Ten niespodziewany atak został przeprowadzony na rozkaz Proximusa Caesara (Kevin Durand), samozwańczego monarchy, który wzniósł lenno wśród wydrążonych statków wyrzuconych na brzeg na zachodnim wybrzeżu Ameryki. Proximus to prawdziwy współczesny demagog; przywłaszcza sobie słowa Cezara – i, jak z pewnością zauważyłeś, przyjął jego imię jako tytuł – i używa ich, aby zastraszyć innych, aby służyli jego celom. Głosi ewolucję dla dobra rasy i ogłasza siebie przywódcą, który poprowadzi ją przez kolejny skok rozwojowy.
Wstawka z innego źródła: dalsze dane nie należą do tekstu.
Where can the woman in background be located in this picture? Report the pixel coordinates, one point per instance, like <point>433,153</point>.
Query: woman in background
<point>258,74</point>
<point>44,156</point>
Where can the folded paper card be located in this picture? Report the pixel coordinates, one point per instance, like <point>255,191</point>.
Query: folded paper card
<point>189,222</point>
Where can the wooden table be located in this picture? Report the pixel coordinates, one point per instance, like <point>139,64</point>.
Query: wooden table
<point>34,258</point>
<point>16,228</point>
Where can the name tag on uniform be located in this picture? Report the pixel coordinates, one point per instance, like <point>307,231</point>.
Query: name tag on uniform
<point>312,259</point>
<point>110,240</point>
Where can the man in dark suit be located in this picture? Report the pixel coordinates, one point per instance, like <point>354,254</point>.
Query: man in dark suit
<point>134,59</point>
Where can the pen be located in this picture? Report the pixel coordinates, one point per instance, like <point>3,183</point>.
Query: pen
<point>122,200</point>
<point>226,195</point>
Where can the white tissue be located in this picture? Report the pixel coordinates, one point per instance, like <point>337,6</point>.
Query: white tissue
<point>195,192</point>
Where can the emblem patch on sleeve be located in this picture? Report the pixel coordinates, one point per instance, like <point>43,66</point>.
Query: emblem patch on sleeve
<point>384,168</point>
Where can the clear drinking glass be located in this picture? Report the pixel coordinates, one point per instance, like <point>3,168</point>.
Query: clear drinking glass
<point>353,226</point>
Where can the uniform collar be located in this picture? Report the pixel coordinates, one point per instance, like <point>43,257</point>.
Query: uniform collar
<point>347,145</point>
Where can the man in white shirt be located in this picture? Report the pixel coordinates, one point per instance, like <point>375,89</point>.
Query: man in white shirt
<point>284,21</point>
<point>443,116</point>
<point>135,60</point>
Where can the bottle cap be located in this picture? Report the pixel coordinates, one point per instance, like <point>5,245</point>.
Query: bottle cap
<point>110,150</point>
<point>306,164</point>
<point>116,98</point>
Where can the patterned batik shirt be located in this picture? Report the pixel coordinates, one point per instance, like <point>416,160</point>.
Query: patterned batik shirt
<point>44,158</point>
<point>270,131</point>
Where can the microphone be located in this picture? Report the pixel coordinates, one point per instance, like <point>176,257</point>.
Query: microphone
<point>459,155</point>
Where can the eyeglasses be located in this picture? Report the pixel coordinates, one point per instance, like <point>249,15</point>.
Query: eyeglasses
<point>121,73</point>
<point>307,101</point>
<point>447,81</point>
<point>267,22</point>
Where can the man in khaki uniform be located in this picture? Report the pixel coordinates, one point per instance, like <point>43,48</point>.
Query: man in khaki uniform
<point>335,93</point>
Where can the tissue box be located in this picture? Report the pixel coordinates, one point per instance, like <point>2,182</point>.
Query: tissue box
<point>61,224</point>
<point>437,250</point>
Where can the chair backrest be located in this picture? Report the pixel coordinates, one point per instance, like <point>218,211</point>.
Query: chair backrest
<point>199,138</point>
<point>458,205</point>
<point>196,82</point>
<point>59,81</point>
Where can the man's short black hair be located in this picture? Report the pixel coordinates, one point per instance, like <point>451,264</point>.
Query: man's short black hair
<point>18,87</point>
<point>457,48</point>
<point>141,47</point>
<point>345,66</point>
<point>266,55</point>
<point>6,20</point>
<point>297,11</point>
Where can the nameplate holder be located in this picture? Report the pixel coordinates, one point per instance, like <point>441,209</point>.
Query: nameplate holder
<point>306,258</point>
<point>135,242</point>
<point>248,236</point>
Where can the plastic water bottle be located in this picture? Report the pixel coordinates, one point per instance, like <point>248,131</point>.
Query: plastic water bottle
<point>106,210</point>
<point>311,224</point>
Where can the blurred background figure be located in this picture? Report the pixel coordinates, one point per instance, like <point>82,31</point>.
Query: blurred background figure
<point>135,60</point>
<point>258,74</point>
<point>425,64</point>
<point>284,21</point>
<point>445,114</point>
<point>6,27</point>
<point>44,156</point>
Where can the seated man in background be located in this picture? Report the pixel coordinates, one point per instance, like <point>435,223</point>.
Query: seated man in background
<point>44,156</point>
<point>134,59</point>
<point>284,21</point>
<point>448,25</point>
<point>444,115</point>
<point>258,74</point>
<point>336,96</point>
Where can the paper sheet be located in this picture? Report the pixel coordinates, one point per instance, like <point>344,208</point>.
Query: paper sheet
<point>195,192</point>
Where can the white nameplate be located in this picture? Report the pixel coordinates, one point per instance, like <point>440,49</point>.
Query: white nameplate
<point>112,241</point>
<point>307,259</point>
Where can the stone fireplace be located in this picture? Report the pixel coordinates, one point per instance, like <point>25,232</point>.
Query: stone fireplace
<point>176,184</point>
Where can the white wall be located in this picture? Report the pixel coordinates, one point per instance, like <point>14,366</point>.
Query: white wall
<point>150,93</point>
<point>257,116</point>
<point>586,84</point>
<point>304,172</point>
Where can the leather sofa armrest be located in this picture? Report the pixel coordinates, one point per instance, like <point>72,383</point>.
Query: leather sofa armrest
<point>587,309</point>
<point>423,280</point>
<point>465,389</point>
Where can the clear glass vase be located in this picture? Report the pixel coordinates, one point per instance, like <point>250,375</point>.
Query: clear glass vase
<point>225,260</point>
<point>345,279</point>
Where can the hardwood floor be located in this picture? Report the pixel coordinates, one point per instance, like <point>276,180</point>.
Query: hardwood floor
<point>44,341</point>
Nie możesz powstrzymać się od marzeń, jak prawdziwy Cezar pokonałby tego faceta.

Kiedy Noa w końcu spotyka tego absurdalnego siłacza, obecność Proximusa wstrząsa ziemią. W sposób hałaśliwy i urzekający wyjaśnia, czego chce: „Małpy się nauczą… ja się nauczę!”
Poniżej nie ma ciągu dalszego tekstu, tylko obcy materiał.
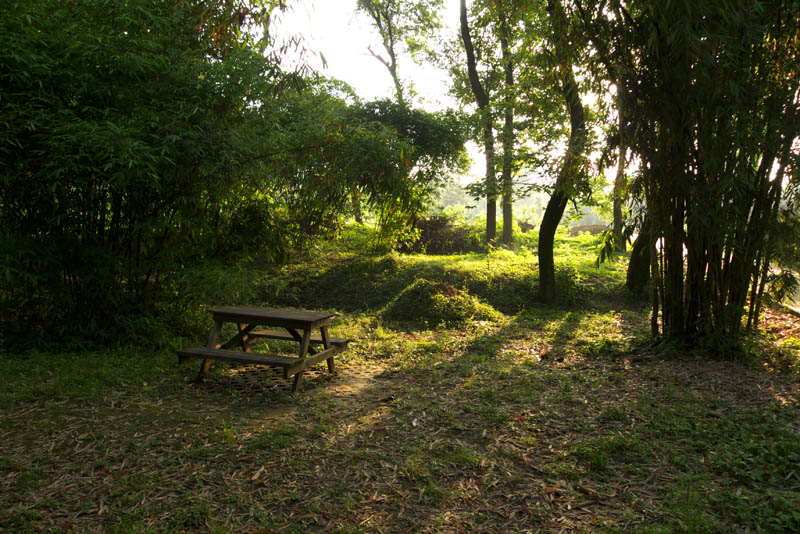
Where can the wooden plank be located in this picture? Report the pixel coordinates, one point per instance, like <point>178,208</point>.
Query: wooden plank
<point>275,360</point>
<point>239,338</point>
<point>277,334</point>
<point>272,316</point>
<point>326,342</point>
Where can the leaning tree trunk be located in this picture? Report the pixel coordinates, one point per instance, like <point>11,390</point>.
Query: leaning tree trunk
<point>639,265</point>
<point>570,169</point>
<point>482,99</point>
<point>508,131</point>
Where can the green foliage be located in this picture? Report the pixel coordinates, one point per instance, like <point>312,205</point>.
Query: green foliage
<point>718,156</point>
<point>437,304</point>
<point>440,234</point>
<point>141,141</point>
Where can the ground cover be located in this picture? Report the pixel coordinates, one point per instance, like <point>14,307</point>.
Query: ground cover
<point>561,419</point>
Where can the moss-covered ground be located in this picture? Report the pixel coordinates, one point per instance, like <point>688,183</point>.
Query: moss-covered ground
<point>536,419</point>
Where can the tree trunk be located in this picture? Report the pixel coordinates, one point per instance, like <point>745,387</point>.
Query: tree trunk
<point>547,231</point>
<point>639,266</point>
<point>619,186</point>
<point>482,99</point>
<point>571,167</point>
<point>508,131</point>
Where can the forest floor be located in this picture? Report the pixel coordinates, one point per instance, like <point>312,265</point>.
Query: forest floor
<point>561,419</point>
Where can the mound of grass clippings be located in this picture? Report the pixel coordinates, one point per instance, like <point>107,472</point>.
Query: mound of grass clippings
<point>437,303</point>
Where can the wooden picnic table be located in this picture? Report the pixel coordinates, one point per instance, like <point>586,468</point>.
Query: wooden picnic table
<point>296,325</point>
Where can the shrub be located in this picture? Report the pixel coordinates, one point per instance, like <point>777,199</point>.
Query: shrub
<point>437,303</point>
<point>441,234</point>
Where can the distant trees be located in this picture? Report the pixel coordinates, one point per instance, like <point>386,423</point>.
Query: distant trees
<point>403,25</point>
<point>137,138</point>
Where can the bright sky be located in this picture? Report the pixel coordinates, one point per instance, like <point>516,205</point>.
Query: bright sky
<point>333,28</point>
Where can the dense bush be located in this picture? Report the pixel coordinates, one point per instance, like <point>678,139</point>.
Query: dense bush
<point>440,234</point>
<point>437,303</point>
<point>140,139</point>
To, być może w pewnym sensie, sprawia, że ​​Noa mruga do niego z niedowierzaniem, zanim stwierdza oczywistość: metody króla są błędne. Prostota naszego bohatera sprawia, że ​​następujący po nim konflikt jest zaskakująco nierówny i słaby, biorąc pod uwagę, jak potężnie rozwija się Kingdom w ekscytującej i wciągającej pierwszej połowie.
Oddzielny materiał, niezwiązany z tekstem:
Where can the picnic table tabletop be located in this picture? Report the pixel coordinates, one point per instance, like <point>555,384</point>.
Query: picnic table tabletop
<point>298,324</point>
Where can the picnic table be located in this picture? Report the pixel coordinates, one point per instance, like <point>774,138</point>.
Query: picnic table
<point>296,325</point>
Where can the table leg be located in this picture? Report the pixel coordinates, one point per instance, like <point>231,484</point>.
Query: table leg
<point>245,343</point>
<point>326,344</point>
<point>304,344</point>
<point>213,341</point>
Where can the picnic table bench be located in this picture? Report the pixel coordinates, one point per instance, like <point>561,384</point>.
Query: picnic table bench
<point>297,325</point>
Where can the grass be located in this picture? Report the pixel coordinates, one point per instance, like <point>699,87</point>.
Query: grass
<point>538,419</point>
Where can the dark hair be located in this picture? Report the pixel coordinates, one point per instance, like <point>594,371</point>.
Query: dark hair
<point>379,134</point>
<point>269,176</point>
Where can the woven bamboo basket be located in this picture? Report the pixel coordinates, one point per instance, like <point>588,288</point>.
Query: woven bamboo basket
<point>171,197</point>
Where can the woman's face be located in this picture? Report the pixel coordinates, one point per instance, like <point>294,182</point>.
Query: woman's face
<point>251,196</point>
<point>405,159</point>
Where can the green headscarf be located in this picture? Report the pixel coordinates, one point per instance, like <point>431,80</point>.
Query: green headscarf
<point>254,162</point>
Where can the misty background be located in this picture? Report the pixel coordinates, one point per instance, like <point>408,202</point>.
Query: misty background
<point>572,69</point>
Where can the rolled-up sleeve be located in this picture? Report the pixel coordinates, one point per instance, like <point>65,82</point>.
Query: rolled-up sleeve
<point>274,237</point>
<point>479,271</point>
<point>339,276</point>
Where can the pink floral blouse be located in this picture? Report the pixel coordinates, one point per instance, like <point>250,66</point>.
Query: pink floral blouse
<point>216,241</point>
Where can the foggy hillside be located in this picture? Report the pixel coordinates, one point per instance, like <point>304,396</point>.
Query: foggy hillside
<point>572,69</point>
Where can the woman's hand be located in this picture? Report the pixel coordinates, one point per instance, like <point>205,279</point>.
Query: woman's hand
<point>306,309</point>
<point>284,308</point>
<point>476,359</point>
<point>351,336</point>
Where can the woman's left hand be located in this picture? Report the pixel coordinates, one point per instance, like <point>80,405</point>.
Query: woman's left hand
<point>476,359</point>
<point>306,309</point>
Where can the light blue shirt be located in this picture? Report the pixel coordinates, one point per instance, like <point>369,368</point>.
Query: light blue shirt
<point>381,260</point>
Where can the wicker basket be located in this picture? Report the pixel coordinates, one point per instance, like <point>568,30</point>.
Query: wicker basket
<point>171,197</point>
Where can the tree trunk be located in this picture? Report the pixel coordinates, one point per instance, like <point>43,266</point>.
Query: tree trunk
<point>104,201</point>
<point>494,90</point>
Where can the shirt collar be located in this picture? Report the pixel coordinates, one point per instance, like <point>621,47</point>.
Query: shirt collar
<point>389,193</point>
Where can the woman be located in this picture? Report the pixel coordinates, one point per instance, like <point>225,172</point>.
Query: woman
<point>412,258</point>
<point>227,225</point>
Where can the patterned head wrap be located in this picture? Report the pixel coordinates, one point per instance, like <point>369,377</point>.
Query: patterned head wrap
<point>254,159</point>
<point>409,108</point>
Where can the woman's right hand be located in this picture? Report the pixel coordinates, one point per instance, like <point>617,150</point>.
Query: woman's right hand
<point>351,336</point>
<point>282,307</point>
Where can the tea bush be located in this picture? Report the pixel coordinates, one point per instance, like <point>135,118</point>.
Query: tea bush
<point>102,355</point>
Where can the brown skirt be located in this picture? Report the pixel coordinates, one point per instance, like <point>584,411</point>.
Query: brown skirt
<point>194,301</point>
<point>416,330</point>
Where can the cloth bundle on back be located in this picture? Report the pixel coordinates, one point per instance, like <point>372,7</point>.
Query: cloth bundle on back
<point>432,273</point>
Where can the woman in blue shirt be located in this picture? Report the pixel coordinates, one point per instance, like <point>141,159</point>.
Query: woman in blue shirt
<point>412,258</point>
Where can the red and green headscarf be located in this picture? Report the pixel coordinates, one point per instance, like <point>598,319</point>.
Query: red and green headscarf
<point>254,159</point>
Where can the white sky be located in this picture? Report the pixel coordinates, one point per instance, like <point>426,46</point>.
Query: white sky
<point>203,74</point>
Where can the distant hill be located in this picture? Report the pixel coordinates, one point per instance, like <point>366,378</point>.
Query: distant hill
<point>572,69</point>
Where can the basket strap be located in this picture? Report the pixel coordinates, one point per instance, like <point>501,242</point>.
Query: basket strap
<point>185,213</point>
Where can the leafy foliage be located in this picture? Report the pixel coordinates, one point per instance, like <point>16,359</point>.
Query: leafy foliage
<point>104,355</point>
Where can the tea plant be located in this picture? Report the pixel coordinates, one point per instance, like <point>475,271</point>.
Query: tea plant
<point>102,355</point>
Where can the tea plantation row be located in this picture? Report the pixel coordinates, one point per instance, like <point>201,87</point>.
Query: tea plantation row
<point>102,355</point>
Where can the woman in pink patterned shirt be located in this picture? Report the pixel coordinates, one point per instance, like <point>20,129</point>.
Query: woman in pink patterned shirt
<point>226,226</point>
Na szczęście w tej drobnej wojnie istnieje nieco bardziej skomplikowany czynnik X w postaci Mae (Freya Allan), człowieka, którego podwyższony intelekt i wyrafinowane wyczucie mody wyróżniają ją spośród dzikich pozostałości jej gatunku. (Wśród nielicznych ludzi, których widzimy w tym filmie, zdziczały noszą strzępy, piją ze strumieni i wspólnie podnoszą głowy jak surykatki przed atakiem hieny – co wydawałoby się niemal szokujące, gdyby nie było ich widać z takiej odległości). Gdy Mae w milczeniu śledzi Noę podczas jego odysei, stopniowo tworzy się między nimi kruche zaufanie, zagrażające panowaniu Proximusa podczas kładzenia podwalin pod potencjalną nową trylogię, jeśli widzowie przyjmą tę mniej zawiłą, ale niezaprzeczalnie przyjemną dla publiczności część.

To być może największa wada Kingdom Of The Planet Of The Apes : jest zbyt przyjemna, zbyt obowiązkowa, aby zbudować nową serię i zbyt niechętnie zakłóca to nowe status quo, nawet gdy detonuje wiele wybuchowych scenerii. To sprawia, że ​​zakończenie, które ma wywołać szokujący zwrot akcji filmu z 1968 roku, ląduje z hukiem. Zamiast zaskakiwać nas śmiałym finałem, oferuje łagodne niespodzianki w interesie proliferacji marki. Oto esencja przyszłego hitu Wesa Balla; chce wzmocnić nową generację zagorzałych małp , ale wolno im jedynie grzecznie je przepychać.